Build the docker image:
docker build -t flask-content-advisor:latest . The
-t tells Docker to tag the image with the name
flask-content-advisor and tag latest. The
. at the end tells Docker to look for a Dockerfile in the current directory. Docker will report what it’s doing to build the image. Each instruction has its own step. Steps one and four take longer than the others. Step one needs to pull several layers for the Python 3 base layer image and Step four downloads code dependencies for the Flask web application framework. Notice that each Step ends with a notice that an intermediate container was removed. Because layers are read-only, Docker needs to create a container for each instruction.

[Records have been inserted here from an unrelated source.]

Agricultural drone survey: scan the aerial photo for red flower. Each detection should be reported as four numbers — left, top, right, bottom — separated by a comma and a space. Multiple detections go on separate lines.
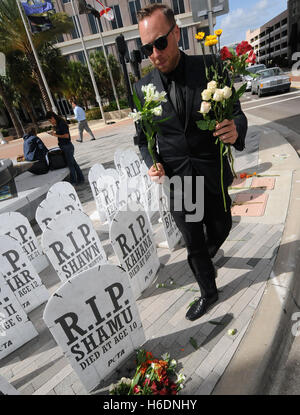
236, 40, 253, 56
246, 50, 256, 65
221, 46, 232, 61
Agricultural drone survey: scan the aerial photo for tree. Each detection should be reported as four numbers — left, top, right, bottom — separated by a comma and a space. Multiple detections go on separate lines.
62, 61, 95, 107
0, 0, 74, 110
0, 76, 23, 137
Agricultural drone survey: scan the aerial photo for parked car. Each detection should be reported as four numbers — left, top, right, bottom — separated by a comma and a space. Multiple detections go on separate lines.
251, 67, 291, 97
243, 63, 267, 91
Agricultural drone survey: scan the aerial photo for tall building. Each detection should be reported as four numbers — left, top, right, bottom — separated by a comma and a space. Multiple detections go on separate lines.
53, 0, 213, 65
246, 10, 288, 66
288, 0, 300, 65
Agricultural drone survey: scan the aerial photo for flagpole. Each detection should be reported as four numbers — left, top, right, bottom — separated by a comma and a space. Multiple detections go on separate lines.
16, 0, 57, 113
71, 0, 106, 124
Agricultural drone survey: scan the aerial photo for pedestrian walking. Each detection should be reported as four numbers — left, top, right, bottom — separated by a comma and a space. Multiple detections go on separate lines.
134, 3, 247, 320
72, 101, 96, 143
46, 111, 84, 185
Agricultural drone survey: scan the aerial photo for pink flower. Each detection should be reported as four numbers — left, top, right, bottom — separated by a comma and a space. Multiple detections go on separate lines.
236, 40, 253, 56
221, 46, 232, 61
246, 50, 256, 65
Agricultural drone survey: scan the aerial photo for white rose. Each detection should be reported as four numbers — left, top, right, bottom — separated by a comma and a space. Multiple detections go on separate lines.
142, 84, 156, 102
128, 109, 141, 122
153, 91, 167, 102
152, 105, 162, 116
201, 89, 212, 101
207, 81, 217, 94
199, 101, 211, 114
213, 89, 224, 101
222, 86, 232, 99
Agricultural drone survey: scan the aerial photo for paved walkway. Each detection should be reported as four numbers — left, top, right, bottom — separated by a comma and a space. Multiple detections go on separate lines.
0, 115, 299, 395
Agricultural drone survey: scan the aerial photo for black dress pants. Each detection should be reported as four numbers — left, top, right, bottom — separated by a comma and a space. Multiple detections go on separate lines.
170, 188, 232, 297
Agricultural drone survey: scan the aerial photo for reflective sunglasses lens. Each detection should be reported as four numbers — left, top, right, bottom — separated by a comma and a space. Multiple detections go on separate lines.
154, 36, 168, 50
141, 44, 153, 56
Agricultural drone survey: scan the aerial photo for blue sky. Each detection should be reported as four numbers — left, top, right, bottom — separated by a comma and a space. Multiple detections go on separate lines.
215, 0, 287, 46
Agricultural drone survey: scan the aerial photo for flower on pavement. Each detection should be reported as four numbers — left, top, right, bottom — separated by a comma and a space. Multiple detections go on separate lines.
128, 109, 141, 122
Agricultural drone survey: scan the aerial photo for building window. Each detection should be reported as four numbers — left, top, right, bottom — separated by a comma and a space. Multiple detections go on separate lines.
135, 37, 148, 59
172, 0, 185, 14
178, 27, 190, 50
110, 5, 123, 29
71, 16, 79, 39
128, 0, 141, 24
76, 51, 85, 65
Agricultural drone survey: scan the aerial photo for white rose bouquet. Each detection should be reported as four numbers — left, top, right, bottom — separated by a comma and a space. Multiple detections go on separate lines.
128, 84, 168, 170
195, 30, 256, 212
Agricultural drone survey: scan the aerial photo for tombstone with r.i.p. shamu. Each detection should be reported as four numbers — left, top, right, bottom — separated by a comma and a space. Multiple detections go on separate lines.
42, 211, 107, 281
43, 265, 145, 391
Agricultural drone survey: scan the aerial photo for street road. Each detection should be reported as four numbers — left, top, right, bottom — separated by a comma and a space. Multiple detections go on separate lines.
241, 88, 300, 395
241, 88, 300, 136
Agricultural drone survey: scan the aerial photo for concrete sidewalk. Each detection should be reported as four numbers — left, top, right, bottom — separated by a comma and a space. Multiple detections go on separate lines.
0, 117, 300, 395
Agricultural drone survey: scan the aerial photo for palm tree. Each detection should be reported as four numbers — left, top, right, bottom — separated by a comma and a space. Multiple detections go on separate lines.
0, 76, 23, 137
0, 0, 73, 111
63, 62, 94, 108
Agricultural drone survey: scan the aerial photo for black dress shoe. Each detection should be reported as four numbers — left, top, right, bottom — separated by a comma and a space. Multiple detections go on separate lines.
185, 293, 219, 321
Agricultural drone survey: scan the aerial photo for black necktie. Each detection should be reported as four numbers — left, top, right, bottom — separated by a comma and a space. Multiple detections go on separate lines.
169, 80, 185, 124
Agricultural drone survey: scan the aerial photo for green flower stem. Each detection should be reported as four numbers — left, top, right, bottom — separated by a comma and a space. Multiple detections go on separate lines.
219, 140, 227, 212
228, 145, 237, 178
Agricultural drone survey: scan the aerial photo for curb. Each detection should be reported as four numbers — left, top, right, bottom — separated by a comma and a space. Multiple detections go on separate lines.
212, 123, 300, 395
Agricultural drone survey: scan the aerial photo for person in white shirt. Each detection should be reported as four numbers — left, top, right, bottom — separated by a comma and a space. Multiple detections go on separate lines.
72, 101, 96, 143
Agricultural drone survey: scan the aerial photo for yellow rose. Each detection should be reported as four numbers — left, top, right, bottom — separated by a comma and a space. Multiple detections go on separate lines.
195, 32, 205, 40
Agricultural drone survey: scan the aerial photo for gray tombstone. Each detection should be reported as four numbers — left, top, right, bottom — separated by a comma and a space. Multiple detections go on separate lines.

When the instruction is complete, Docker commits it to a layer in the image and discards the container.
[ec2-user@ip-10-0-0-192 flask-content-advisor]# docker build -t flask-content-advisor:latest . Sending build context to Docker daemon 90.11kB Step 1/6 : FROM python:3 3: Pulling from library/python 90fe46dd8199: Pull complete 35a4f1977689: Pull complete bbc37f14aded: Pull complete 74e27dc593d4: Pull complete 4352dcff7819: Pull complete deb569b08de6: Pull complete 98fd06fa8c53: Pull complete 7b9cc4fdefe6: Pull complete e8e1fd64f499: Pull complete Digest: sha256:a361f3d856a57ad373ab972a9ab87733610fea91ddd92d46b5784b42a30c80c9 Status: Downloaded newer image for python:3 ---> a6be143418fc Step 2/6 : WORKDIR /usr/src/app ---> Running in fbcdf6a5c9a8 Removing intermediate container fbcdf6a5c9a8 ---> a2c5203767e2 Step 3/6 : COPY . . ---> 682e99d5d203 Step 4/6 : RUN pip install --no-cache-dir -r requirements.txt ---> Running in 852510ad6c63 Collecting flask==0.12.2 Downloading Flask-0.12.2-py2.py3-none-any.whl (83 kB) Collecting itsdangerous>=0.21 Downloading itsdangerous-1.1.0-py2.py3-none-any.whl (16 kB) Collecting Werkzeug>=0.7 Downloading Werkzeug-1.0.1-py2.py3-none-any.whl (298 kB) Collecting click>=2.0 Downloading click-7.1.1-py2.py3-none-any.whl (82 kB) Collecting Jinja2>=2.4 Downloading Jinja2-2.11.2-py2.py3-none-any.whl (125 kB) Collecting MarkupSafe>=0.23 Downloading MarkupSafe-1.1.1-cp38-cp38-manylinux1_x86_64.whl (32 kB) Installing collected packages: itsdangerous, Werkzeug, click, MarkupSafe, Jinja2, flask Successfully installed Jinja2-2.11.2 MarkupSafe-1.1.1 Werkzeug-1.0.1 click-7.1.1 flask-0.12.2 itsdangerous-1.1.0 Removing intermediate container 852510ad6c63 ---> 4484fd6a45d1 Step 5/6 : EXPOSE 5000 ---> Running in 65cb672c6235 Removing intermediate container 65cb672c6235 ---> 5e675ad2b813 Step 6/6 : CMD [ "python", "./src/app.py" ] ---> Running in 13abb5b30695 Removing intermediate container 13abb5b30695 ---> 74be63a85da6 Successfully built 74be63a85da6 Successfully tagged flask-content-advisor:latest [ec2-user@ip-10-0-0-192 flask-content-advisor]#
Record your VM’s public IP address:
curl ipecho.net/plain; echo .You will need your IP to test that the web app is available with your browser. The echo is only to put the shell prompt on a new line.
[ec2-user@ip-10-0-0-192 flask-content-advisor]# curl ipecho.net/plain; echo 220.127.116.11
Run the container: Now you can run a container using the image you just built:
docker run --name advisor -p 80:5000 flask-content-advisor
ec2-user@ip-10-0-0-192 flask-content-advisor]# docker run --name advisor -p 80:5000 flask-content-advisor * Running on http://0.0.0.0:5000/ (Press CTRL+C to quit) * Restarting with stat * Debugger is active! * Debugger PIN: 204-454-399
This runs a container named advisor and maps the container’s port 5000 to the host’s port 80 (http). This time you didn’t include -d to run in detached mode. That is why you see output and you don’t have the shell prompt returned to you. If you did run with -d, you could get the same information from docker logs.